0:      call(2) 			// The entrypoint, call into the record deserializer at offset 2
1:      halt(0) 			// halt(0) stops the VM without signalling an error
2:      enter(0) 			// This is the beginning of the record deserializer. Enter the first field
3:      |  read(long) 			// Since the field is a union, read the Long with the union type
4:      |  eval_equal(0) 		// Check the union type and jump to the appropriate deserializer 
5:      |  cond_jump(14)
6:      |  eval_equal(1)
7:      |  cond_jump(19)
8:      |  eval_equal(2)
9:      |  cond_jump(39)
10:     |  eval_equal(3)
11:     |  cond_jump(60)
12:     |  halt(1)           		// If we fall through (an unexpected union type), throw an error
13:     |  jump(65) 
14:     |  add_long(0)       		// Adjust the union value - the reader and writer unions may have different values 
15:     |  set(long)			// Set the union value
16:     |  enter(0)			// Enter the first field of the union struct, which is Null
17:     |  exit()			// Exit, we don't need to do anything for Null types
18:     |  jump(65)			// Jump past the rest of the cases
19:     |  add_long(0)
20:     |  set(long)
21:     |  enter(1)			// Enter the first field of union struct, an array of ints
22:     |  |  read(long)		// Read the length of the block
23:     |  |  eval_equal(0)		// If it's zero, we're done reading the array
24:     |  |  cond_jump(37)
25:     |  |  eval_greater(0)		// If it's negative, we need to read the byte length of the block
26:     |  |  cond_jump(29)
27:     |  |  read(UnusedLong)
28:     |  |  mult_long(-1)
29:     |  |  append_array(0)		// Append a new element to the array and read the next int into it
30:     |  |  |  read(int)
31:     |  |  |  set(int)
32:     |  |  exit(0)
33:     |  |  add_long(-1)		// Decrement the count of how many elements are in the block
34:     |  |  eval_equal(0)		// If the block is over, read the next block header
35:     |  |  cond_jump(22)
36:     |  |  jump(29)			// Otherwise, read the next element
37:     |  exit()
38:     |  jump(65)
39:     |  add_long(0)
40:     |  set(long)
41:     |  enter(2)
42:     |  |  read(long)		// Maps use the same block encoding as arrays
43:     |  |  eval_equal(0)
44:     |  |  cond_jump(58)
45:     |  |  eval_greater(0)
46:     |  |  cond_jump(49)
47:     |  |  read(UnusedLong)
48:     |  |  mult_long(-1)
49:     |  |  read(string)		// Every map value is a string, read that first
50:     |  |  append_map(0)
51:     |  |  |  read(int)
52:     |  |  |  set(int)
53:     |  |  exit(0)
54:     |  |  add_long(-1)
55:     |  |  eval_equal(0)
56:     |  |  cond_jump(42)
57:     |  |  jump(49)
58:     |  exit()
59:     |  jump(65)
60:     |  add_long(0)
61:     |  set(long)
62:     |  enter(3)
63:     |  |  call(67)			// The third type is a record. We generate a method for it at offset 67
64:     |  exit()
65:     exit()
66:     return()			// This is the end of the top-level record deserializer method
67:     enter(0)
68:     |  read(int)
69:     |  set(int)
70:     exit()
71:     return() 			// This is the end of the NestedUnionRecord deserializer method

Hopefully it’s easy to see how this architecture makes schema evolution more tractable - it’s easy to change the target field number, for instance, when fields are re-ordered. At the same time, we can compile the deserializer once and amortize the cost over many records.

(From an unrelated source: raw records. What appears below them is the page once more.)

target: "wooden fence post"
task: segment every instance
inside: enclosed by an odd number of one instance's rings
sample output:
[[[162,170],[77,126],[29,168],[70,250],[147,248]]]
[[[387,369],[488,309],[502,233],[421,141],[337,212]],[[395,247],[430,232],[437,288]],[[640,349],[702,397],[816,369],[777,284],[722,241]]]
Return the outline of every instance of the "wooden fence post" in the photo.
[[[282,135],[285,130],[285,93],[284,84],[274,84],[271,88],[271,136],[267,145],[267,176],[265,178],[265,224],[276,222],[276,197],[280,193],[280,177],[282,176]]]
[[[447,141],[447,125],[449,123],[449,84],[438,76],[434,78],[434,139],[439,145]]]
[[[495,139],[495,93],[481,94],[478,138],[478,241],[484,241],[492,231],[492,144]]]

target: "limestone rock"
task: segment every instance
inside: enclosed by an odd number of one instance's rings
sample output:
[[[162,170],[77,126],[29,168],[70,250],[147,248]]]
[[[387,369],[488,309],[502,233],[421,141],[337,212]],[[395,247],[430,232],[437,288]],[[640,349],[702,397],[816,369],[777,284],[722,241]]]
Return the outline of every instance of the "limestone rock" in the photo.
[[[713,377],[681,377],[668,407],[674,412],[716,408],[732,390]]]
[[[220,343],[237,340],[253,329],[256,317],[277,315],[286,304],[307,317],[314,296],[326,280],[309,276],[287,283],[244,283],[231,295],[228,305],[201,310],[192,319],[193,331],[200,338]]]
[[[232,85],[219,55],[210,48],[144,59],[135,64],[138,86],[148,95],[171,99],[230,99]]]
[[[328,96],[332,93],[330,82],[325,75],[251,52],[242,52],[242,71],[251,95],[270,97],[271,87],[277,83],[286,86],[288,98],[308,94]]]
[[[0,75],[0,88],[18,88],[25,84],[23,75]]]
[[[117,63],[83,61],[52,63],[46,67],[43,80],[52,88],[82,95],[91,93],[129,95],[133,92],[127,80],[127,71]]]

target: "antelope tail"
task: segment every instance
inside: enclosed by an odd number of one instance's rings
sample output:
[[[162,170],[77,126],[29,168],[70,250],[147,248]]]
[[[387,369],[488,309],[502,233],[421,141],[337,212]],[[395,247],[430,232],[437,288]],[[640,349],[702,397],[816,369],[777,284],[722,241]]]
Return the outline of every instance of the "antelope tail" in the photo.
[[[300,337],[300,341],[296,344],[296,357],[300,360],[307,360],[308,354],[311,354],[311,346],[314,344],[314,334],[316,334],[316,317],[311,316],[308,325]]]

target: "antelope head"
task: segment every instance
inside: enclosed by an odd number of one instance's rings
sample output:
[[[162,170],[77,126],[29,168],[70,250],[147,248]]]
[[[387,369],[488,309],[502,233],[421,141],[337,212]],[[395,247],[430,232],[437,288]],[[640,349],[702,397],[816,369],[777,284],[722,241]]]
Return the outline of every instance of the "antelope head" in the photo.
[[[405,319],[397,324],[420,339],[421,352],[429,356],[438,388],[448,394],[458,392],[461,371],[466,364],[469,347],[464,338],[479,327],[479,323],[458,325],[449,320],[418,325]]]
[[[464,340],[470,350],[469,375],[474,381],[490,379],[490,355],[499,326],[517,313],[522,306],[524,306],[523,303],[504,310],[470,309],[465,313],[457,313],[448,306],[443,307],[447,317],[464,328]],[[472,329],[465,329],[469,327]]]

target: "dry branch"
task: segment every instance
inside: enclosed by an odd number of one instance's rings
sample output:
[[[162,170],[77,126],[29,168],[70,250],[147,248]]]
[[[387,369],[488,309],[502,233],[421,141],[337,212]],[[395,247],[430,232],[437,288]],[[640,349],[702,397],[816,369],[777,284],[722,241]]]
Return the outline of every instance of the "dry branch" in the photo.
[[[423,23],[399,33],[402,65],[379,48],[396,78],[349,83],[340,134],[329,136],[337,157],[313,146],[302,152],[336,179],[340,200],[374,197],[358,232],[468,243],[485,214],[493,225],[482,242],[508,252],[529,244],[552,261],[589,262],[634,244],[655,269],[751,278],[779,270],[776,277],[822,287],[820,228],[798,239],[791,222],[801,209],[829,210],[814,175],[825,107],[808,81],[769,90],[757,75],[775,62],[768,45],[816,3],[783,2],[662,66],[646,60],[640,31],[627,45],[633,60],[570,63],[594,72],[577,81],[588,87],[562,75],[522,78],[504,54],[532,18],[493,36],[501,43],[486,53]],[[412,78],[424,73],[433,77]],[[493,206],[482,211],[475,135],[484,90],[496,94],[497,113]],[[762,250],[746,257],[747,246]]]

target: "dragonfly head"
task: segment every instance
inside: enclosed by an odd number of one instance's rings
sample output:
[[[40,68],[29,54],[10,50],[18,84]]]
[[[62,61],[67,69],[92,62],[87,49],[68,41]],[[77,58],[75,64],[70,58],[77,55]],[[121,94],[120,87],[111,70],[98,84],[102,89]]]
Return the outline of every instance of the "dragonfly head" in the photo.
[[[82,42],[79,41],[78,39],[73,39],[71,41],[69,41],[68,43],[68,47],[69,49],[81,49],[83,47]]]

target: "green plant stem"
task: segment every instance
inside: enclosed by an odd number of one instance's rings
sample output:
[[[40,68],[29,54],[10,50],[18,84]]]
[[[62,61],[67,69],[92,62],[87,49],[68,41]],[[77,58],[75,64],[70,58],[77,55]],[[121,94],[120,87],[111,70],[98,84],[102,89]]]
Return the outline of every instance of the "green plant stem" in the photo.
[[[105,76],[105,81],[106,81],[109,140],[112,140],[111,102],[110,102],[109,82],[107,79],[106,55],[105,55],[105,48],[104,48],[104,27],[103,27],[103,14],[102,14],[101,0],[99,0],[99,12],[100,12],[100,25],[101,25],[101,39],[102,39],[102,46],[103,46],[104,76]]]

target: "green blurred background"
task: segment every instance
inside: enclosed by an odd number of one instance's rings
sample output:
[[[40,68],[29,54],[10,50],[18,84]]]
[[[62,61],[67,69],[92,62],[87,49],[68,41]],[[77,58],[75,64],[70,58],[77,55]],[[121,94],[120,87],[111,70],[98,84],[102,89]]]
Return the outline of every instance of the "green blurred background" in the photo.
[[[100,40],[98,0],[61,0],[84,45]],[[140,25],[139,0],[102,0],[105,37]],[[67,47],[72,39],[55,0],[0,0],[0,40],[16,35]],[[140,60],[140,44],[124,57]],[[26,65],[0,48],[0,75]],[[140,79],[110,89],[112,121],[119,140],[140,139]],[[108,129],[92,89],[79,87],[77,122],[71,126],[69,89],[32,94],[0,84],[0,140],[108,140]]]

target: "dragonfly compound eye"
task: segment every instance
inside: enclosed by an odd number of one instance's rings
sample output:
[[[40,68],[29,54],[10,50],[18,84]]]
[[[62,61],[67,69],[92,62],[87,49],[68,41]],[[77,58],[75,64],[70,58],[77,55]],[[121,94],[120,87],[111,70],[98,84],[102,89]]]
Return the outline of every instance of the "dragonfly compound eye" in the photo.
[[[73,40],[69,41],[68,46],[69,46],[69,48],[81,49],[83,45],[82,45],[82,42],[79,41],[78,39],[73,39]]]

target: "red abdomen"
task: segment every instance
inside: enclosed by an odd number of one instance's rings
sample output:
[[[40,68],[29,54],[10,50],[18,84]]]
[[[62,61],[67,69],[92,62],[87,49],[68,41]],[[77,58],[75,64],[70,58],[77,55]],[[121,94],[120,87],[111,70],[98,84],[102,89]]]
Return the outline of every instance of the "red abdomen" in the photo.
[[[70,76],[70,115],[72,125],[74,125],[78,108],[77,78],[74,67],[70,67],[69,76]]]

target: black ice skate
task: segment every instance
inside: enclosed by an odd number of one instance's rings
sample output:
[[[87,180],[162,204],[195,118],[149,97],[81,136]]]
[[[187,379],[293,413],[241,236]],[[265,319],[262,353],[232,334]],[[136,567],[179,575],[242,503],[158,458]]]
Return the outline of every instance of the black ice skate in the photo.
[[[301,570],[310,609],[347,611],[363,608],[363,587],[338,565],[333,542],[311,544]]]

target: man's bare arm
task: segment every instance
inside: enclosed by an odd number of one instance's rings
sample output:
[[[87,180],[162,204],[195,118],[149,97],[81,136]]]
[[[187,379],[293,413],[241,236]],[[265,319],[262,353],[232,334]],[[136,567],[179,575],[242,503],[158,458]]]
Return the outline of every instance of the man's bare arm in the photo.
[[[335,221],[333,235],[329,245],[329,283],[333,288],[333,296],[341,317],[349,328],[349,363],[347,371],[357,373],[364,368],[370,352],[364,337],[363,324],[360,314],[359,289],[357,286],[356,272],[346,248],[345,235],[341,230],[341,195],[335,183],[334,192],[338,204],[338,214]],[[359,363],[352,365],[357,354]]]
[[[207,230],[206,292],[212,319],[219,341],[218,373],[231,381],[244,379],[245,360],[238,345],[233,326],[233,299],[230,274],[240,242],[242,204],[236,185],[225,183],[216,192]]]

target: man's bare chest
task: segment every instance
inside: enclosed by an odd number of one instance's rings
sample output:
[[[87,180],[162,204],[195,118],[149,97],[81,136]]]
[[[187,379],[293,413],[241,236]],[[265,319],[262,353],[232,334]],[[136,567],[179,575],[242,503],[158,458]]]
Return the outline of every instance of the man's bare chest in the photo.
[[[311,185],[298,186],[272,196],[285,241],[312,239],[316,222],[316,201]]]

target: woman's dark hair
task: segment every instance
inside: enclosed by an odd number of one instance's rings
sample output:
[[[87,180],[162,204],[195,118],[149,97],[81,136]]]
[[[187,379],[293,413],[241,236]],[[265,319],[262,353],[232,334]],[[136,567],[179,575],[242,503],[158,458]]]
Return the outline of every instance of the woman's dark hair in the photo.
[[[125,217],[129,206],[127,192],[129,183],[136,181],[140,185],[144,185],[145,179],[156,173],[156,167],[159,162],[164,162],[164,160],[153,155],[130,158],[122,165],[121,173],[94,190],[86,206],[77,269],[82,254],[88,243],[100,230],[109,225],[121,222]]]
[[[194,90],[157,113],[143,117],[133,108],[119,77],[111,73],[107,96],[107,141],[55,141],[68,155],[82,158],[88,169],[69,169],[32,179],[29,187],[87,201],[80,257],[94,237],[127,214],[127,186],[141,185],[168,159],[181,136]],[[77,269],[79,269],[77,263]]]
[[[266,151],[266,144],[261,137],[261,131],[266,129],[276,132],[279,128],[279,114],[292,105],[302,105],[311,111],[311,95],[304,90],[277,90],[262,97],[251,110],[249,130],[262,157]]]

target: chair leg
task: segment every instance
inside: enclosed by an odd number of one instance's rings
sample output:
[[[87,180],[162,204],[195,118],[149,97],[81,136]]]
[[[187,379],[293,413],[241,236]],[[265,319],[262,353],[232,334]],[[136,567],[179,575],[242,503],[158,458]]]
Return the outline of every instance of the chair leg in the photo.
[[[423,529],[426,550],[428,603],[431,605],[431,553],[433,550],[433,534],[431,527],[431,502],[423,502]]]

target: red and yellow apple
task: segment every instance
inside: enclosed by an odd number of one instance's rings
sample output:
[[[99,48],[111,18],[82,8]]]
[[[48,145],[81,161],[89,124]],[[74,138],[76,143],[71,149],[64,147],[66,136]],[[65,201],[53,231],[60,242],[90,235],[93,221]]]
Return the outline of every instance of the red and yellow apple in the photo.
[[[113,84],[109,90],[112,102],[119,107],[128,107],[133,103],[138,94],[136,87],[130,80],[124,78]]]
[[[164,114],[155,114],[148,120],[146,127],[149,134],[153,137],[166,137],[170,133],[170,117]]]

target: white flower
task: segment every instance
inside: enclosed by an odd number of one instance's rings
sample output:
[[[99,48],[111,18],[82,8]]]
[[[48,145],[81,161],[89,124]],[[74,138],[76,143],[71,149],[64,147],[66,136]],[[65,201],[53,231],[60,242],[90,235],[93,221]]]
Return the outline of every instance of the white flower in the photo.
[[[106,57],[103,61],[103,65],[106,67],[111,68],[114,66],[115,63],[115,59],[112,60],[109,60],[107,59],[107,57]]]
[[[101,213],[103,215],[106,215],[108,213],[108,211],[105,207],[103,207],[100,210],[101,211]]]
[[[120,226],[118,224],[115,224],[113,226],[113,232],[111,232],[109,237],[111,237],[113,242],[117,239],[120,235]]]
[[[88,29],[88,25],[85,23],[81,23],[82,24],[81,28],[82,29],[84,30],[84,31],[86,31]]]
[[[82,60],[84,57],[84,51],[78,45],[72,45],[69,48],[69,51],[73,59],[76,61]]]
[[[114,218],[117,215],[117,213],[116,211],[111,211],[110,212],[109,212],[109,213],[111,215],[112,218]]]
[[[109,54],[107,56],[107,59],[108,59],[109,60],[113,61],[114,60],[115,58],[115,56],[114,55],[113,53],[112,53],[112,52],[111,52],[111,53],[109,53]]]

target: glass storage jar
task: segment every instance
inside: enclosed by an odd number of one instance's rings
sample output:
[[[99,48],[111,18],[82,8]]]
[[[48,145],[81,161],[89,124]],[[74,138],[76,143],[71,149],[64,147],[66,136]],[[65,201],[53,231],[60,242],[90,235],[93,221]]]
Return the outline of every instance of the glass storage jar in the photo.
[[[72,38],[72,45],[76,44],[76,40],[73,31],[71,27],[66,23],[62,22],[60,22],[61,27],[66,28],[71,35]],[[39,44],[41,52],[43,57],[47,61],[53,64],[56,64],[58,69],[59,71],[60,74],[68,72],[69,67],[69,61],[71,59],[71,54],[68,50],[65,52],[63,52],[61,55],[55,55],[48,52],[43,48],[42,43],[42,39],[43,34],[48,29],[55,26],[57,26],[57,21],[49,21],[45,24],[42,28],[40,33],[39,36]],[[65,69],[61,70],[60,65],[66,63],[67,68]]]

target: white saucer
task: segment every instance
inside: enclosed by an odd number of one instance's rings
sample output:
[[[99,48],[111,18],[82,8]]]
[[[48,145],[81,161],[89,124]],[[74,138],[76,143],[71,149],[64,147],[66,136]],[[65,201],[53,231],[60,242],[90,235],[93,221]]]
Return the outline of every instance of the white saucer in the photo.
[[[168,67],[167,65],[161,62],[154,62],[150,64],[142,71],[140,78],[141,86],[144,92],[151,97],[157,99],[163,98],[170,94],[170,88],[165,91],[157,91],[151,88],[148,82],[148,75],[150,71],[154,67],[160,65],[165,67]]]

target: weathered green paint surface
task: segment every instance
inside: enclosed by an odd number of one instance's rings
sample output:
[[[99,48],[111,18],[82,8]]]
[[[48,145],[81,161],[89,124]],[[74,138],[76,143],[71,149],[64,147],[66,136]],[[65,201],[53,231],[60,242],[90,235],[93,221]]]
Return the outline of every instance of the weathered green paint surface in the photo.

I would ask anyone who has time and uses gogen-avro to try using the gadgt branch and report any issues you experience. I’m continuing to collect use cases and build more integration tests with real-world schemas, including multiple evolved versions of schemas. In the future I’ll be writing a follow-up post about performance - right now the emphasis for GADGT is on correctness and spec-compliance.